No se puede soslayar, bajo ningún argumento, la promesa del presidente Lenín Moreno de ejercer un gobierno tolerante, propositivo y abierto a escuchar.
Quizás este sea el único compromiso que el nuevo mandatario deba plantear en su afán por construir un mejor Ecuador, pues es paradójico que sobre el disgusto y la revancha haya transcurrido la década de mayor ‘estabilidad’ política de la historia republicana y que sus admiradores justifiquen de esta manera a un gobierno despótico y adicto al boato.
Así como el expresidente repetía con frecuencia que solo en los cementerios no hay inflación, en una democracia muerta tampoco germinan el pluralismo y el debate. La tarea de resurrección apremia y suspender las sabatinas, al menos, es un punto a su favor.
Pero por fuera del diálogo como categoría política, el primer mensaje a la nación de Moreno dejó demasiadas preguntas abiertas. Desde el terreno de la concertación nacional, el flamante Presidente nunca hizo referencia a la necesidad de emprender una reforma política que limite el peso descomunal que tiene el Poder Ejecutivo sobre el resto de funciones. Tampoco habló de lo inaudito de lidiar con el Contralor con más tiempo en funciones y que tantas explicaciones debe a la nación. Carlos Pólit se ha eternizado en su cargo porque es funcional al líder de un proyecto político.

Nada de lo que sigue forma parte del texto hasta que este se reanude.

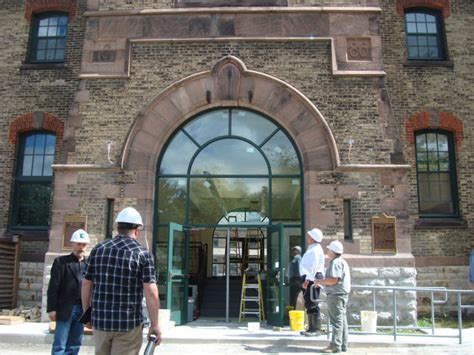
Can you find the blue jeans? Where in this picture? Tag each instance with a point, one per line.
(68, 334)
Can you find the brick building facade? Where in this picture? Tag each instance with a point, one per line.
(342, 79)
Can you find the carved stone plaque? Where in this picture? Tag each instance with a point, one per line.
(359, 49)
(384, 236)
(71, 224)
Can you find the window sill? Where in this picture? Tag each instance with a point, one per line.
(26, 234)
(428, 63)
(43, 66)
(436, 223)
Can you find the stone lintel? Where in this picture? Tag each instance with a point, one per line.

Moreno obvió aquella enmienda constitucional que, irremediablemente, ata el destino del Ecuador al del correísmo. Si en marzo de 2015, se mostraba contrario a la reelección indefinida, ¿por qué no sentó la posibilidad de discutir sobre este artículo de la Constitución?
En el acto de posesión, la Asamblea Nacional se llenó de aplausos cuando el Mandatario repitió que sin libertad de expresión no podía haber diálogo. Fue una frase contundente que sella, a manera de promesa, su talante abierto a la crítica y la reflexión. Pero las libertades en Ecuador no pueden estar sujetas a los vaivenes de sus líderes; lo que cuentan son los principios y los derechos.
Por eso, Moreno debió referirse al plan de reformas a la Ley de Comunicación –si es que lo tiene en mente, por supuesto–, caso contrario, el instrumento que reprime a la prensa seguirá intacto hasta que lo use un nuevo gobernante autoritario.